Greencastle Harbour is owned by Donegal County Council and the maintenance and development of the harbour is the responsibility of the council in the first instance. However, the Department of Agriculture, Fisheries and Food has, in recent years, project-managed works on phase 1 of the Greencastle Harbour development project on behalf of Donegal County Council as well as providing funding. Due to the current budgetary situation, a limited amount of funding — sufficient to suspend the project in a safe and acceptable manner — is being provided under the 2010 fishery harbour and coastal infrastructure development programme. The Department is keeping the matter under review on an ongoing basis in the context of expenditure under the fishery harbours and coastal infrastructure capital programme.

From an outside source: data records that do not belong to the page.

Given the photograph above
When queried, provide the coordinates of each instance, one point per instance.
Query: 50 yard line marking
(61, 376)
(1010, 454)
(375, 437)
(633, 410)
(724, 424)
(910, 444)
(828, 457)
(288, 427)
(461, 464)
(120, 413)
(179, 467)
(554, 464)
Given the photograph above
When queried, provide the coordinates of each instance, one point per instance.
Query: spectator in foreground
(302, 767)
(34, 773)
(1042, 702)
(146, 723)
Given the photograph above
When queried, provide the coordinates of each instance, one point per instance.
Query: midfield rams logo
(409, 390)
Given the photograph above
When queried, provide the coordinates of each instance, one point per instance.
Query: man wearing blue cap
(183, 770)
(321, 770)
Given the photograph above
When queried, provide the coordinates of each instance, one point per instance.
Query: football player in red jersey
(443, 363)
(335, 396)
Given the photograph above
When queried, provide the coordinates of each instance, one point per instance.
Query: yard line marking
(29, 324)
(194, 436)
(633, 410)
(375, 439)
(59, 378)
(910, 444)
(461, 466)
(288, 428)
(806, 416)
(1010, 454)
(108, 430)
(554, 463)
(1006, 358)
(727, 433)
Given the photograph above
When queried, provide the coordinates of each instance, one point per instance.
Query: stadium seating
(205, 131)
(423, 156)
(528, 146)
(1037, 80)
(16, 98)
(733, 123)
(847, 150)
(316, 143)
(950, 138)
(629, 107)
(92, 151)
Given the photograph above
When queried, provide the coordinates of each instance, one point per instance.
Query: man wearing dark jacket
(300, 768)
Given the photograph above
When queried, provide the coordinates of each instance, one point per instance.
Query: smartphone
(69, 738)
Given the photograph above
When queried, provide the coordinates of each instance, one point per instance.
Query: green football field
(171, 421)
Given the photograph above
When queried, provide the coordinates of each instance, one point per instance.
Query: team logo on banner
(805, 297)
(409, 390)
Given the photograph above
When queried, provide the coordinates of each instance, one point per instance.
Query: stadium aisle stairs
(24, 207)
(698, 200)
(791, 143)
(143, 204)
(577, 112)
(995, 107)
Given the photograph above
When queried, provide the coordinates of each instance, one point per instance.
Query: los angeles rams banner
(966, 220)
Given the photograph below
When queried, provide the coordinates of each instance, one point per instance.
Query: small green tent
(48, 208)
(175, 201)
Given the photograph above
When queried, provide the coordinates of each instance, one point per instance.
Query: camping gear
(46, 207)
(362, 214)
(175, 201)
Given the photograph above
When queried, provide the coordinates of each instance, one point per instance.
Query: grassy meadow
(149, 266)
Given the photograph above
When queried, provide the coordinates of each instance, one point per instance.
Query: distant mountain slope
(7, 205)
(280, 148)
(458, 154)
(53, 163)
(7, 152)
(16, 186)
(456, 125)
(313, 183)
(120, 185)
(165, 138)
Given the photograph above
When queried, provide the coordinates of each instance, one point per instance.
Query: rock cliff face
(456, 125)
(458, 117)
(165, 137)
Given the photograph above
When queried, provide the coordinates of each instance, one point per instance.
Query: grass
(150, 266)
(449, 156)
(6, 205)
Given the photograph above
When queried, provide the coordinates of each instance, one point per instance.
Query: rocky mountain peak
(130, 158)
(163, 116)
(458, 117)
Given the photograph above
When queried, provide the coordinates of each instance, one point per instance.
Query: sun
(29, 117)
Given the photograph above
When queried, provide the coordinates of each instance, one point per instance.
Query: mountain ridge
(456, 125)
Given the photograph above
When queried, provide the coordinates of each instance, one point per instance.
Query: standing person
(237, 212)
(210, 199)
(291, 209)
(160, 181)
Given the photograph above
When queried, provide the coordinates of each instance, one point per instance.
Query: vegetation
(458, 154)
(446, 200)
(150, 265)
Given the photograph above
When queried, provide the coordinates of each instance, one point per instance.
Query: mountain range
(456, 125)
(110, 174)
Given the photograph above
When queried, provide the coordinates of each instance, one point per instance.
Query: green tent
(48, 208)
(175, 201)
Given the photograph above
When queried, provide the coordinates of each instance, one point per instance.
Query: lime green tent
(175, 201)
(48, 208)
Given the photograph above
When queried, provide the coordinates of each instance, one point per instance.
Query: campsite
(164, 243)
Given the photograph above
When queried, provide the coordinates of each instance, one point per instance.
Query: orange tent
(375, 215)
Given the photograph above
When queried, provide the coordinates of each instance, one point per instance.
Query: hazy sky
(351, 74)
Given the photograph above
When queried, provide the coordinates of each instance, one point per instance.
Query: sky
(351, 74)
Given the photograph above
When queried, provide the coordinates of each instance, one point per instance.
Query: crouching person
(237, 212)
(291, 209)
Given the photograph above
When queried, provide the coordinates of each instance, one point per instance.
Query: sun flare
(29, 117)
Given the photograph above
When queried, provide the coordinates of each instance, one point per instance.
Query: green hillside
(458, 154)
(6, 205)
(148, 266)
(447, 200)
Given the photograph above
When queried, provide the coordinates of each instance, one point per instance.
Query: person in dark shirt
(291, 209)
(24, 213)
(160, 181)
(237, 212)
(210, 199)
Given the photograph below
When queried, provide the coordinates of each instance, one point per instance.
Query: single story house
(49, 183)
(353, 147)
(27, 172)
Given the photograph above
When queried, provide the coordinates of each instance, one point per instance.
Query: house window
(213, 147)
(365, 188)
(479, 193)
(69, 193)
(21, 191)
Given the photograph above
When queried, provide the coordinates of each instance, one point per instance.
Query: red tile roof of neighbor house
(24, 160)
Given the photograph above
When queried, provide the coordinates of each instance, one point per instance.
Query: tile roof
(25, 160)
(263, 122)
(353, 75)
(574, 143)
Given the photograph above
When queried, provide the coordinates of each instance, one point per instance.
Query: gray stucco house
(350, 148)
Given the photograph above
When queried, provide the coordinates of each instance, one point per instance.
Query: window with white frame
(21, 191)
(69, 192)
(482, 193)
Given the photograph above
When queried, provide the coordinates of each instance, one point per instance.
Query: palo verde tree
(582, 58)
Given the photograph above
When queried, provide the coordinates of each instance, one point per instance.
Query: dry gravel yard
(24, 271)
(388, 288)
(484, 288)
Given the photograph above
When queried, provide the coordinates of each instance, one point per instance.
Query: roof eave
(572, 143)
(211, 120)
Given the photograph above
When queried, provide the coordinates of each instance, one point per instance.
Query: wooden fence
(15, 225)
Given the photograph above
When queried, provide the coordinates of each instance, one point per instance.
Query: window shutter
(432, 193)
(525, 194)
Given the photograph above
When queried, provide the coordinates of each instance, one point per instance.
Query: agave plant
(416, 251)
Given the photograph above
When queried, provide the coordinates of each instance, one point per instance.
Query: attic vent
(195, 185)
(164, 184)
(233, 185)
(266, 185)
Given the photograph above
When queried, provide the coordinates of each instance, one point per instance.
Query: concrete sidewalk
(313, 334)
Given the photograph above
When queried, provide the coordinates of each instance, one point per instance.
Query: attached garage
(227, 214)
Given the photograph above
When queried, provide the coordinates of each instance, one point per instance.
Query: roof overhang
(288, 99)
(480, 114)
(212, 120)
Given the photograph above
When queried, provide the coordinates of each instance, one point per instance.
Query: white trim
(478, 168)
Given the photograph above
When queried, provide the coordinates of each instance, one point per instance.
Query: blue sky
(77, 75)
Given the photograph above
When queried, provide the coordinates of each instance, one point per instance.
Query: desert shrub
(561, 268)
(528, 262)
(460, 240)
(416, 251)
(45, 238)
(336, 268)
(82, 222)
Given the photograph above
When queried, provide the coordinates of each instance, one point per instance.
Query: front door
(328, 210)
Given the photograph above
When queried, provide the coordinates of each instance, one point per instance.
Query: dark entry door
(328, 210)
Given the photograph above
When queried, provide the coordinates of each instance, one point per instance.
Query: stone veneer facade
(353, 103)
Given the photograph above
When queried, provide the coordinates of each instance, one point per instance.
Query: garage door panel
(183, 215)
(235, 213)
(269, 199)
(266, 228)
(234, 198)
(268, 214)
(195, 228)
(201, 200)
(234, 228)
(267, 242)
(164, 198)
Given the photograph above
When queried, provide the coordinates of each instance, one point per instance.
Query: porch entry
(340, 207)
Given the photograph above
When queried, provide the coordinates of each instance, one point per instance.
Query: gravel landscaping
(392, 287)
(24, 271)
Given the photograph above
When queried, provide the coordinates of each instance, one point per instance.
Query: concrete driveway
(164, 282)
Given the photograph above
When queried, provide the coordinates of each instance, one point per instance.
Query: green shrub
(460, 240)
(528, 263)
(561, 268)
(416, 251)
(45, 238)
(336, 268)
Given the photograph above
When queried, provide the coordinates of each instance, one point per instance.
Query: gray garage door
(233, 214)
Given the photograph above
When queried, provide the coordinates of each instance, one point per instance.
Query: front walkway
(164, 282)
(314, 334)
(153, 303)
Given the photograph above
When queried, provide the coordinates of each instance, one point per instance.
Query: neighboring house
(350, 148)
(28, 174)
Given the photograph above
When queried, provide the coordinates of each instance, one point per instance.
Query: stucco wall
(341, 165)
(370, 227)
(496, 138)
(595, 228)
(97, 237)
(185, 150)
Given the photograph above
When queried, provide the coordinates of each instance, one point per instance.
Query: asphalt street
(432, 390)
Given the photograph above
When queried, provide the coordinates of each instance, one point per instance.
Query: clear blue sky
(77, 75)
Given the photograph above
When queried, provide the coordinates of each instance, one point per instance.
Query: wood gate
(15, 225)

Greencastle Harbour and its facilities continue to be available to fishermen. Concerns have been expressed about changed tidal current patterns in the Greencastle area and an appropriate marine notice has been issued warning all ship owners, agents, ship masters, fishermen, yachtsmen and seafarers in this regard.
It would not be appropriate to discuss any negotiations that may be taking place between Global Flexi Systems and the State development agencies, as the Deputy will understand, because they are sensitive. However, I assure the Deputy that we are fully conscious of the need to promote the north west and the Donegal region. At the same time, it is important that we do not undersell the opportunities that are out there, including Colab at the Letterkenny Institute of Technology, and all that Donegal has going for it in terms of attracting inward investment. IDA Ireland and Enterprise Ireland are out there all the time promoting the north west as a region for inward investment, while assisting companies in the area of trade and technology.
The Deputy mentioned difficulties with regard to Invest Northern Ireland. It is important to remember that we are trying to promote an all-Ireland economy. Cross-Border co-operation is paramount in the context of making the island of Ireland an attractive place for inward investment. I understand what the Deputy is saying but it is equally important that we promote the island economy. It is a central plank of island policy to make sure that investment occurs across the island, thus encouraging the breaking down of barriers. It is difficult to move from this stated position of the Governments of the Republic of Ireland and the UK, especially in the context of the discussions that are ongoing as we speak.
I will consider the views of the Deputy but I assure him that, as Minister of State with responsibility for trade, whenever I am abroad — even though I come from Cork, which is a long way from Donegal — I promote the whole of Ireland and particularly the regional areas where we see niche opportunities for inward investment.